宿泊した部屋はセミダブルのベッドが置かれていて、通路に鞄をおけばそれでほとんど終わってしまうくらいに幅は狭い。窓は開かず、そこから都庁や隣のビルの明かりの点滅を眺める。米粒くらいの車が信号で止まり、角を曲がっていく。子供の頃に遊んだゴム製スーパーカーのミニチュアのように小さな車たち。空に飛行機が通り過ぎる航路を見つける。シャワールームには質の良さそうな外装のボディーソープとシャンプーとリンスが置かれ、封切りされていない歯ブラシが二本、綿棒が二本ある。シャワーキャップはなかった。窓際にはテレビと瞬間湯沸かし器と小型冷蔵庫とドライヤー。引き出しにはコーヒーのドリップバック、粉のミルクコーヒー、砂糖、緑茶が日毎に。窓の開かない部屋で。

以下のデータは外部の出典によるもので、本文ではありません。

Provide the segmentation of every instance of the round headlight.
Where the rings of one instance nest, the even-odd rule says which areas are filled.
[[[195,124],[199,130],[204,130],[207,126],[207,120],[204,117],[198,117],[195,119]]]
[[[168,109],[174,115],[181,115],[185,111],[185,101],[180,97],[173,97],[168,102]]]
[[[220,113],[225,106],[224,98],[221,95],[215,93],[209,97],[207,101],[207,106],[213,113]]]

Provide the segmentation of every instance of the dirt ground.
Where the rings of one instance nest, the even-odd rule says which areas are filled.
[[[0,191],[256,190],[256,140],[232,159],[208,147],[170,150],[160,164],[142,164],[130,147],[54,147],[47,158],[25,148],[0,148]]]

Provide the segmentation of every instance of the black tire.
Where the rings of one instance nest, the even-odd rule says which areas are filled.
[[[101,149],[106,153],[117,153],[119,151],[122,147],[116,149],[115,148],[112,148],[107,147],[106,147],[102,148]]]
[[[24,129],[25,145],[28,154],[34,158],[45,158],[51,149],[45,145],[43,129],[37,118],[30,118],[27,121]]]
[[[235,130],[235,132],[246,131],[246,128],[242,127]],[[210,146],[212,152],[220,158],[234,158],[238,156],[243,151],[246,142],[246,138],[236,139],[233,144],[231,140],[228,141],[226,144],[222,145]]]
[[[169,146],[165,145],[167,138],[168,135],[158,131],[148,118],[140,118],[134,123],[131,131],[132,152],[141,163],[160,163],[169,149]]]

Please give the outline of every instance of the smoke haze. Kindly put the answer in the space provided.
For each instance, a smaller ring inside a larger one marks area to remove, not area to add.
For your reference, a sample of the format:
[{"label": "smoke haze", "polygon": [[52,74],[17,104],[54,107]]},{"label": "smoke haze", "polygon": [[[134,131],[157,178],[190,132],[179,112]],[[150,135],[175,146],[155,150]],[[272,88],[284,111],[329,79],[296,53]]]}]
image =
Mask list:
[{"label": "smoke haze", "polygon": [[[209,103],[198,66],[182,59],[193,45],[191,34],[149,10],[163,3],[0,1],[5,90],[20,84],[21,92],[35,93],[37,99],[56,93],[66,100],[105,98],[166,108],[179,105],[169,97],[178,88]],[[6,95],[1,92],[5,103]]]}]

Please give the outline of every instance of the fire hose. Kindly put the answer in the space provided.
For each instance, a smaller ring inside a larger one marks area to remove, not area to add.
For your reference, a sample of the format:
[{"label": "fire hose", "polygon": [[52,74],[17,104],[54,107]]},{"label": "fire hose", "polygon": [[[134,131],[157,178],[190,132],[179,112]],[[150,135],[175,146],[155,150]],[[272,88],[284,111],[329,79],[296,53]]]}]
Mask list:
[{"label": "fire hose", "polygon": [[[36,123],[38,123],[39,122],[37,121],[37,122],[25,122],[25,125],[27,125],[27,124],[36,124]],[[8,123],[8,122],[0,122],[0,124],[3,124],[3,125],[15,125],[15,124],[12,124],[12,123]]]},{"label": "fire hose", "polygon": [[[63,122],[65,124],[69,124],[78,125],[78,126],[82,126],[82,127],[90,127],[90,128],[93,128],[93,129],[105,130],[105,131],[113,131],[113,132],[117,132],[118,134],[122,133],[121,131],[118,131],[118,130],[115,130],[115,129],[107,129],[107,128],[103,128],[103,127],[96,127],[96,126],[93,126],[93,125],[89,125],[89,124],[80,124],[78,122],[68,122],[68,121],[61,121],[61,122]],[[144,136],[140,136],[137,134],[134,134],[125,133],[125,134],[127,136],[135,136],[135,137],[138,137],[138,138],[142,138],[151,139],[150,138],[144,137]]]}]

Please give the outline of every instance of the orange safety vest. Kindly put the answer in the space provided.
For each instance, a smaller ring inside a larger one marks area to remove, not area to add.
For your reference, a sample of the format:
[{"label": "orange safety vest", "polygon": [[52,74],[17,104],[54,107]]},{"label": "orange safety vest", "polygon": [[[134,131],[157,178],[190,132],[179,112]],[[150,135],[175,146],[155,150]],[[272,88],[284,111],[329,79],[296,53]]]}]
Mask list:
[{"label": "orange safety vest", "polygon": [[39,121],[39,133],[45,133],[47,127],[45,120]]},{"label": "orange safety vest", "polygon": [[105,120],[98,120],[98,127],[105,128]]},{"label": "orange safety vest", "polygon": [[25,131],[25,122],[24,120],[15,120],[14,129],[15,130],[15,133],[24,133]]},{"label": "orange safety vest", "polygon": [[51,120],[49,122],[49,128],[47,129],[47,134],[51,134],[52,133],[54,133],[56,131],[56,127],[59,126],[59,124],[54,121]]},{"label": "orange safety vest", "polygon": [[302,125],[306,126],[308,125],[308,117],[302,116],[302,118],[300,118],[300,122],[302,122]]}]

最後の夜は同僚が気になった店を見つけ、そこへ入った。ホテルからあまり遠いところには行けないので近くの路地を曲がったところ。締めの十割蕎麦が売りらしいこじんまりした居酒屋さん。十割蕎麦なので小麦を食べられない人でも大丈夫だし、おつまみメニューも美味しそうなものがあった。

女性二人がカウンターの中でキビキビと仕切る小さな店。シバエビ(桜海老だったかな?)の素揚げ、鶏レバーの佃煮、冷やしトマトは湯むきして胡麻と刻み大葉がのせてある。鰹の塩辛。品物の一つ一つに面倒だけど丁寧な仕事を施した料理だった。QRコードも配膳ロボットもいなかった。ラストオーダーは九時だった。